January 1, 2002, 12:21 PM
I saw those. He emailed me photos. They looked good. But they have no internals. I want to buy a sear-ready (with modified trigger pack) navy style housing with SEF controls. I want it for the SP89. But I am hesitent to post for this because Special Weapons is making ones in the US with very low prices (I think $28 for the housing alone, and $250 for the entire deal with guts). I am waiting until I can determine if I want the US made one or if I must have a German one. I think I need to wait until I see them at the Shot Show.

January 1, 2002, 05:09 PM
Guess you'll see the fireworks at the HK booth at Shot Show too. They're cutting off all but ten HK LE dealers and forming a cartel. Each LE dealer will have an exclusive territory and will determine the prices for its own region. Expect large price increases and restrained supply! Yesterday, December 31, was the last day older LE dealers could place orders for LE product and parts. We're one of the largest HK dealers in the country and invested heavily in LE last year. We lost the LE portion of the business, including all the work in opening door for HK in the local LE market.
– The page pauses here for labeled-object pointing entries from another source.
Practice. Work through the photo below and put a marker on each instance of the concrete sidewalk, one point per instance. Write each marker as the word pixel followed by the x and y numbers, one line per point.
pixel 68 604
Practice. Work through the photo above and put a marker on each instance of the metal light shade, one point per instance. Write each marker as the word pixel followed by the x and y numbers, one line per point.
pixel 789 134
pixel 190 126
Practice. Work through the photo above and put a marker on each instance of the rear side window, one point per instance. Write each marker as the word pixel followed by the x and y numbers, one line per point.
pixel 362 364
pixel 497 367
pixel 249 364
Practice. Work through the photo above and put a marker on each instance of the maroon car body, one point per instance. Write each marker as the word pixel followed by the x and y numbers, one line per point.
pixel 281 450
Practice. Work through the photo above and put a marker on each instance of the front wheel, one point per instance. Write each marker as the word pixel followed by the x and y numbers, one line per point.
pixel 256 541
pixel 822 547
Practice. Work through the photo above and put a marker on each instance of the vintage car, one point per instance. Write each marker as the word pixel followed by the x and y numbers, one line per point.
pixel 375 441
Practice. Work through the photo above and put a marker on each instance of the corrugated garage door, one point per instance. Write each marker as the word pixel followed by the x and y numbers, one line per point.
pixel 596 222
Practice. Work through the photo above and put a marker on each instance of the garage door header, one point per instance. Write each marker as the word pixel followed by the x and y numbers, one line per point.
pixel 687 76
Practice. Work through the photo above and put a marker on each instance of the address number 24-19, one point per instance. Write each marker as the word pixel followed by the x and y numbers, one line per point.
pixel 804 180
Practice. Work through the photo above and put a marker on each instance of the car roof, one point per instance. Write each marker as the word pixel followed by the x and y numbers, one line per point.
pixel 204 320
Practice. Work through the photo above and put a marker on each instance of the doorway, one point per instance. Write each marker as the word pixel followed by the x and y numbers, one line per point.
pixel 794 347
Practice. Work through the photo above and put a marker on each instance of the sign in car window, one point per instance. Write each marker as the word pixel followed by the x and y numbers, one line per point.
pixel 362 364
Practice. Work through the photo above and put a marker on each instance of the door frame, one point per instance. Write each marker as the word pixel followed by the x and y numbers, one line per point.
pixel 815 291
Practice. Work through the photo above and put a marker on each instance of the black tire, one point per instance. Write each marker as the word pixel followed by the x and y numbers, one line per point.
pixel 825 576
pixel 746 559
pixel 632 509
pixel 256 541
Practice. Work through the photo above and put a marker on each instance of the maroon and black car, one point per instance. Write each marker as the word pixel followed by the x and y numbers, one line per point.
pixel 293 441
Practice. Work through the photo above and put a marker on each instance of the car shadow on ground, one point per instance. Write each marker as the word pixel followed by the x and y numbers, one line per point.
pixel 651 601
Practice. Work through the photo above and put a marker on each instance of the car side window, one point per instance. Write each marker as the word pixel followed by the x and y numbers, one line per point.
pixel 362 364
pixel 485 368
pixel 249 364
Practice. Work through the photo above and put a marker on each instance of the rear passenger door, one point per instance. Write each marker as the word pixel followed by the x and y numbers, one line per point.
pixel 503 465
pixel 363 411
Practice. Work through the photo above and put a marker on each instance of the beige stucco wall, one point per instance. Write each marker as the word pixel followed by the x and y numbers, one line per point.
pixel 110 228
And post samples that won't make us money either. We're having a little chat with them of our own and may end up dumping them all together. Good product, but their management and support sucks!


January 1, 2002, 05:15 PM
Maybe you will know. I am trying to determine which groups I want to buy for an SP-89, HK-94, and HK-93. If you told me that 99% of the new HKs sold had Navy lowers, I would want that. If you said, "Well, it is about 60% of the other plastic style and 40% Navy" then I would get the older style because it is cheaper and easier to work on because it is non-ambidexterous. I look at that Elian-raid photo and that was the older style. So, what is the split between groups that are currently sold to LE?